I have a figure made up of two subfigures but there is a slight vertical offset between the two. Here's the code:

\begin{figure}[h!]
\centering
\begin{subfigure}{0.49\textwidth}
\includegraphics[width=\textwidth]{black body.png}
\caption{Theortical intensity of a black body white light source according to equation~\ref{eq:black body}}
\label{fig:black body}
\end{subfigure}
\begin{subfigure}{0.49\textwidth}
\includegraphics[width=\textwidth]{black body plus response.png}
\caption{white light source measured with system repsonse }
\label{fig:black body plus response}
\end{subfigure}
\caption[Black body measurement]{Intensity of a perfect black body measured in a system with an equal response over all wavelengths}\label{fig:black body comparison}
\end{figure}

Here's how it looks in the pdf:

enter image description here

It also offsets if I change both of the subfigures to the same figure so it isn't a problem with one of the images having more space or something.

Anyone have any ideas?

Thanks a lot

3
  • Please help us to help you and add a minimal working example (MWE) that illustrates your problem.
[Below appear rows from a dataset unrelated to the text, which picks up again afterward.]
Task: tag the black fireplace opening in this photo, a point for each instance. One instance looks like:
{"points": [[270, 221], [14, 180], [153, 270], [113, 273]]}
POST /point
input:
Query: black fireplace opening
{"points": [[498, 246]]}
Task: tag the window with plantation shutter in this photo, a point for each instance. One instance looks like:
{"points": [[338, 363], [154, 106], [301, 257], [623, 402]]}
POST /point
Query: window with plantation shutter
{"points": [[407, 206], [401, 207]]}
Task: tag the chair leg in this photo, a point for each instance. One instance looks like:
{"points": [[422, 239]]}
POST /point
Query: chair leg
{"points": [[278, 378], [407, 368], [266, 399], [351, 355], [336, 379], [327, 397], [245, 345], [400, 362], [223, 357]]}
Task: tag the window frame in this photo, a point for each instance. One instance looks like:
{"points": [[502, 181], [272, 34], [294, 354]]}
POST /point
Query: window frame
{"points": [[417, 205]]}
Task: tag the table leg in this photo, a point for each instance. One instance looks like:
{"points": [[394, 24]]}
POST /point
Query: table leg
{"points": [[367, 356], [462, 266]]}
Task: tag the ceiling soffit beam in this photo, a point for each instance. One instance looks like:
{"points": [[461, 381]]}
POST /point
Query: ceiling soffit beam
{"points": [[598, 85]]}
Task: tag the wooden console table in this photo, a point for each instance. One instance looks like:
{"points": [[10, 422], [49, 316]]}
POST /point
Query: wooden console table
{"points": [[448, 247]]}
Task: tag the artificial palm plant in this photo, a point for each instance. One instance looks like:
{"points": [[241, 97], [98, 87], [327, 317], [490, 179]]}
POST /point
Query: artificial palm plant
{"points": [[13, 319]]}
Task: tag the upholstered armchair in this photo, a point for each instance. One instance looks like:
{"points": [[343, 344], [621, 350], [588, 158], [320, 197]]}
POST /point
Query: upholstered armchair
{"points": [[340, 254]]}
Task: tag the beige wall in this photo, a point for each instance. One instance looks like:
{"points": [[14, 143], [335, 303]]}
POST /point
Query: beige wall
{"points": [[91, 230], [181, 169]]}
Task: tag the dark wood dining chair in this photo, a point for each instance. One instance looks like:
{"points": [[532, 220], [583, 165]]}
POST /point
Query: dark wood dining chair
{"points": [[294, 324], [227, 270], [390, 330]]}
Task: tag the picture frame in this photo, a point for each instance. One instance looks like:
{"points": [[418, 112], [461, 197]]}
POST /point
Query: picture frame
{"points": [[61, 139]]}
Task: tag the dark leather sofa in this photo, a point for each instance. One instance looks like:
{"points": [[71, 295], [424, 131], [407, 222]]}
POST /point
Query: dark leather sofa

It will be much easier for us to reproduce your situation and find out what the issue is when we see compilable code, starting with \documentclass{...} and ending with \end{document}.
    – user31729
    Mar 19, 2015 at 17:04
  • 1
  • floatrow provides support for this by default - vertically aligned captions for sub-floats.
    – Werner
    Mar 19, 2015 at 17:08

1 Answer 1

1

The problem is that one of the subcaptions has two lines and the other only one, and LaTeX is trying to vertically center both subfigures (subcaptions included). To solve it add [t] to \begin{subfigure}:

\begin{subfigure}[t]{0.49\textwidth}

MWE:

\documentclass[demo]{article}
\usepackage{graphicx}
\usepackage{caption,subcaption}
\begin{document}
\begin{figure}[h!]
\centering
\begin{subfigure}[t]{0.49\textwidth}
\includegraphics[width=\textwidth]{black body.png}
\caption{Theortical intensity of a black body white light source according to equation~\ref{eq:black body}}
\label{fig:black body}
\end{subfigure}
\begin{subfigure}[t]{0.49\textwidth}
\includegraphics[width=\textwidth]{black body plus response.png}
\caption{white light source measured with system repsonse }
\label{fig:black body plus response}
\end{subfigure}
\caption[Black body measurement]{Intensity of a perfect black body measured in a system with an equal response over all wavelengths}\label{fig:black body comparison}
\end{figure}
\end{document}

enter image description here

2
  • Oh thanks so much that's worked brilliantly!
    – bonzo1984
    Mar 19, 2015 at 17:24
  • @bonzo1984 you are welcome. If that has solved your issue, please consider accepting the answer to mark the question as solved. See Accepting Answers: How does it work? for more info.